Kristin Chenoweth mourns great voice teacher

Kristin Chenoweth mourns great voice teacher


norman lebrecht

February 18, 2021

The death of  Florence Birdwell has brought an outburst of sympathy from Hollywood stars whose voices she trained.

Ms Birdwell was professor of voice at the Bass School of Music at Oklahoma City University for more than 70 years.

Kelly O’Hara is another of her graduates.


  • David Rohde says:

    I don’t know if I would call Kelli (correct spelling) O’Hara a Hollywood star in particular although she is certainly a Broadway superstar, while Kristin Chenoweth is a star everywhere she goes. The overall point, though, is well taken. Florence Birdwell has had an outsize impact on the American performing arts, and while I’m saddened by her passing, I’m thrilled to see her acknowledged in this global classical music forum. Her two most famous students have shown how exceptional vocal skills and musical sophistication do count for a great deal across serious and popular genres. Kelli O’Hara has appeared twice at the Metropolitan Opera, in The Merry Widow and Cosi fan tutte. And I’ve known people from the US East Coast who have gone to, or sent their kids to, Oklahoma City University for theater training (including acting and dance) given the precedent set by these two stars.
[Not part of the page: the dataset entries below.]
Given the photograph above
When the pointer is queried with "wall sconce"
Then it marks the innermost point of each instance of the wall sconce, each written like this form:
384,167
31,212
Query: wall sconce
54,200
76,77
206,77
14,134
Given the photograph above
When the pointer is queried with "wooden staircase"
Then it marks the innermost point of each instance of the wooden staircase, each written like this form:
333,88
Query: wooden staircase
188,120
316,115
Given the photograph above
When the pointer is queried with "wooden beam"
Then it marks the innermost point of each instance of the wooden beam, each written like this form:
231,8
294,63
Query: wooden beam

    A story: In ordinary times, about once a year or so I take the opportunity to see a current Met production in a movie theater in the Washington area because I can’t see it in New York and it feels important to go. I know that the HD project of the Met has been a bete noire for Norman, and in fact, most of the time the movie attendance here is rather sparse and the demographics of the audience (don’t yell at me) “worse,” or even more so, than in the opera house itself. But in 2014 when the Saturday date came for the HD showing of The Merry Widow, the theater was packed and it felt like half of Washington’s extensive musical theater community had turned out. Yes, the Metropolitan Opera can get new audiences, including regular Broadway attendees who are willing to migrate 20 blocks north to Lincoln Center, although the Met typically ruins the experience by the horrible practice of telemarketing new attendees for donations as a follow-up (whole other issue!). But back to Florence Birdwell, this cross-fertilization of musical and dramatic art forms is a key part of her legacy. I hope there are more like her in the future of American education in the performing arts.